Ball polytopes and the Vazsonyi problem

TL;DR

This paper studies the geometric properties of ball polytopes formed by finite point sets in Euclidean space, characterizes extremal sets with maximal diameter segments, and relates these to the structure of the boundary complex.

Contribution

It introduces a detailed analysis of the boundary complex of ball polytopes and characterizes extremal point sets achieving maximal diameter segment counts.

Findings

The boundary complex of B(V) is self-dual for extremal sets.

V is extremal iff it coincides with the vertices of B(V).
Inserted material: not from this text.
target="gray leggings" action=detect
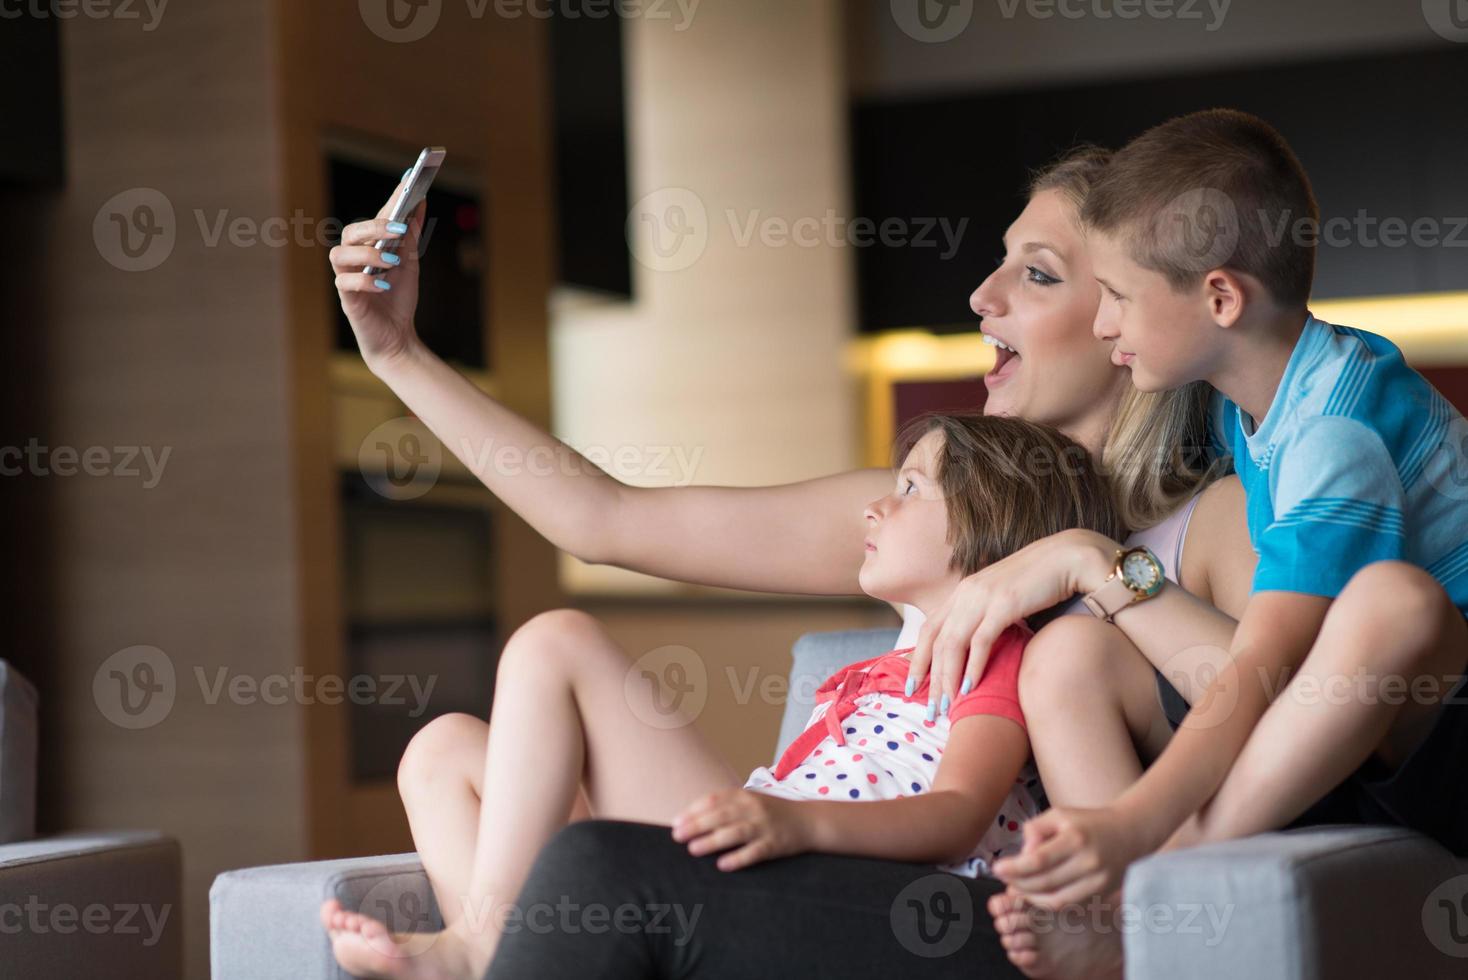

The paper extends the Vazsonyi conjecture to characterize extremal configurations.

Abstract

Let V be a finite set of points in Euclidean d-space (d >= 2). The intersection of all unit balls B(v,1) centered at v, where v ranges over V, henceforth denoted by B(V) is the ball polytope associated with V. Note that B(V) is non-empty iff the circumradius of V is <= 1. After some preparatory discussion on spherical convexity and spindle convexity, the paper focuses on two central themes. [a] Define the boundary complex of B(V) (assuming it is non-empty, of course), i.e., define its vertices, edges and facets in dimension 3 (in dimension 2 this complex is just a circuit), and investigate its basic properties. [b] Apply results of this investigation to characterize finite sets of diameter 1 in (Euclidean) 3-space for which the diameter is attained a maximal number of times as a segment (of length 1) with both endpoints in V. A basic result for such a characterization goes back to Grunbaum, Heppes and Straszewicz, who proved independently that the diameter of V is attained at most 2|V|-2 times, thus affirming a conjecture of Vazsonyi from circa 1935. Call V extremal if its diameter is attained this maximal number (2|V|-2) of times. We extend the aforementioned basic result by showing that V is extremal iff V coincides with the set of vertices of its ball polytope B(V) and show that in this case the boundary complex of B(V) is self-dual in some strong sense. For the sake of priority we mention that, in the present form (except for a few changes in the footnotes), the paper was submitted to a journal already in February 1, 2008.